AI Navigate

Structured prototype regularization for synthetic-to-real driving scene parsing

arXiv cs.CV / 3/18/2026

📰 NewsModels & Research

Key Points

  • The paper proposes an unsupervised domain adaptation framework for driving scene parsing that reduces the synthetic-to-real gap by explicitly regularizing semantic feature structures with class-specific prototypes to promote inter-class separation and intra-class compactness.
  • It combines an entropy-based noise filtering strategy to improve pseudo-label reliability with a pixel-level attention mechanism to refine cross-domain feature alignment.
  • Extensive experiments on representative benchmarks show the method consistently outperforms recent state-of-the-art approaches, underscoring the value of preserving semantic structure for robust adaptation.
  • By leveraging synthetic data with automatic labels, the approach aims to reduce annotation costs while improving real-world driving scene parsing performance.

Abstract

Driving scene parsing is critical for autonomous vehicles to operate reliably in complex real-world traffic environments. To reduce the reliance on costly pixel-level annotations, synthetic datasets with automatically generated labels have become a popular alternative. However, models trained on synthetic data often perform poorly when applied to real-world scenes due to the synthetic-to-real domain gap. Despite the success of unsupervised domain adaptation in narrowing this gap, most existing methods mainly focus on global feature alignment while overlooking the semantic structure of the feature space.
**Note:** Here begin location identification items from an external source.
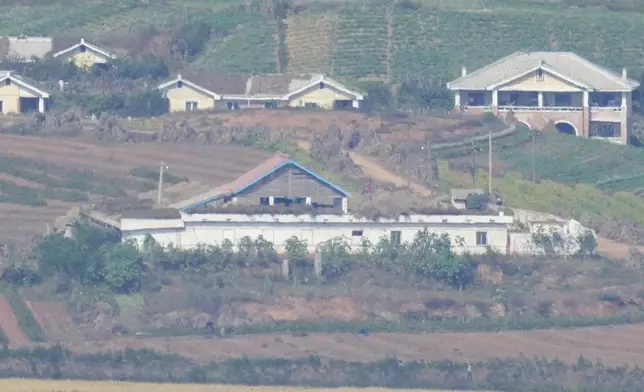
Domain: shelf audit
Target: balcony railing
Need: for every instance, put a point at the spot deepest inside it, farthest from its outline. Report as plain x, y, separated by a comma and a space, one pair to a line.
605, 109
540, 109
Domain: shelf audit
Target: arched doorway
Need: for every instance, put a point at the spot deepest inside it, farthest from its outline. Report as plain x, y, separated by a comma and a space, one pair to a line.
523, 124
566, 127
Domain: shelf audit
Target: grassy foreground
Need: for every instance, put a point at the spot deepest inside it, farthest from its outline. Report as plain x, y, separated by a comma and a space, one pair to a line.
27, 385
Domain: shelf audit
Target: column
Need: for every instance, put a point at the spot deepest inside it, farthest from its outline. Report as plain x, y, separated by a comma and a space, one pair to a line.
586, 121
625, 119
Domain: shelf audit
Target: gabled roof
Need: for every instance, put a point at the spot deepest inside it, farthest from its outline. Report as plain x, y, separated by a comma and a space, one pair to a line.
22, 81
239, 86
89, 46
24, 48
250, 178
565, 65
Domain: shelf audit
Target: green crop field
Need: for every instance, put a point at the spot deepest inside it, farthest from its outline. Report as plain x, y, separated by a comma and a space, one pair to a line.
427, 38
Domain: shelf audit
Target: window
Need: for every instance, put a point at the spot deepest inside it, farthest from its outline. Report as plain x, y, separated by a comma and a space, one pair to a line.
481, 238
563, 99
605, 129
395, 238
476, 99
539, 75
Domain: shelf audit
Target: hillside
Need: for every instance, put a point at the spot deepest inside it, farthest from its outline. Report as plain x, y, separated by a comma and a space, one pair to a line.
430, 39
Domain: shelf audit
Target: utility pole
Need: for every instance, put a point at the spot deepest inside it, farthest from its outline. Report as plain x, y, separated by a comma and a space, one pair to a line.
162, 167
534, 171
473, 165
489, 164
407, 155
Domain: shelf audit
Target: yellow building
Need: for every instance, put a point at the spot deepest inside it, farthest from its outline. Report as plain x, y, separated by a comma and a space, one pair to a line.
85, 55
203, 90
18, 95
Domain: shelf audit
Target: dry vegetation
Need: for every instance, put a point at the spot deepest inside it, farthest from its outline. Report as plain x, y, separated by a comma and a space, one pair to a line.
26, 385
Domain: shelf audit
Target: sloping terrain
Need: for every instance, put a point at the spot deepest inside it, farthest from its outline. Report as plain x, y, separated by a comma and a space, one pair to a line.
616, 345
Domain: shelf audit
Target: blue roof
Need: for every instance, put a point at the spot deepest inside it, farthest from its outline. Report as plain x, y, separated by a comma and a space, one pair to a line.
288, 162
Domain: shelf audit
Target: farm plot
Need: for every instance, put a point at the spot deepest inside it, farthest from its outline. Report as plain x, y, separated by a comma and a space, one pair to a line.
360, 43
439, 42
44, 178
616, 345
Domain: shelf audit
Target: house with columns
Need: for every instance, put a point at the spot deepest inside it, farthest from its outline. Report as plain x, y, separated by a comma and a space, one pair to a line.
21, 95
543, 89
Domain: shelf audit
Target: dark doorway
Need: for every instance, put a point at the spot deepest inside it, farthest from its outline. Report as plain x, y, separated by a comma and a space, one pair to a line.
342, 104
28, 105
566, 128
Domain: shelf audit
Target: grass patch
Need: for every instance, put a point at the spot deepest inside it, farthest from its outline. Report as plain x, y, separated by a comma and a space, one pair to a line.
26, 320
511, 323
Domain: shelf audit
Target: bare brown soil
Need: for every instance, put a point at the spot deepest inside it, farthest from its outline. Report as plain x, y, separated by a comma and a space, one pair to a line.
54, 319
9, 325
615, 345
211, 165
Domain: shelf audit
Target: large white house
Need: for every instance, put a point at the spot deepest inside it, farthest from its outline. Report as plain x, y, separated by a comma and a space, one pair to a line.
282, 181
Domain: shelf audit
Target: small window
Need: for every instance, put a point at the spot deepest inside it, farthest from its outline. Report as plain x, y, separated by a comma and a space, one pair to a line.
395, 238
481, 238
540, 75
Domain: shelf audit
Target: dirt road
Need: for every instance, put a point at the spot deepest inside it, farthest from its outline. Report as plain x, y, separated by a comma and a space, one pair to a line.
615, 345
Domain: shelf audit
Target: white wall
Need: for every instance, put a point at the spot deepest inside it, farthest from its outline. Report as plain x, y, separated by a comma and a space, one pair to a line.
212, 229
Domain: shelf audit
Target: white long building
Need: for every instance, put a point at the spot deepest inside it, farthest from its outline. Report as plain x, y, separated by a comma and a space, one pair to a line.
281, 180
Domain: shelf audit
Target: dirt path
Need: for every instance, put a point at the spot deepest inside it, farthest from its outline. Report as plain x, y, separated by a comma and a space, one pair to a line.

As a result, semantic relations among classes are insufficiently modeled, limiting the model's ability to generalize. To address these challenges, this study introduces a novel unsupervised domain adaptation framework that explicitly regularizes semantic feature structures to significantly enhance driving scene parsing performance in real-world scenarios. Specifically, the proposed method enforces inter-class separation and intra-class compactness by leveraging class-specific prototypes, thereby enhancing the discriminability and structural coherence of feature clusters. An entropy-based noise filtering strategy improves the reliability of pseudo labels, while a pixel-level attention mechanism further refines feature alignment. Extensive experiments on representative benchmarks demonstrate that the proposed method consistently outperforms recent state-of-the-art methods. These results underscore the importance of preserving semantic structure for robust synthetic-to-real adaptation in driving scene parsing tasks.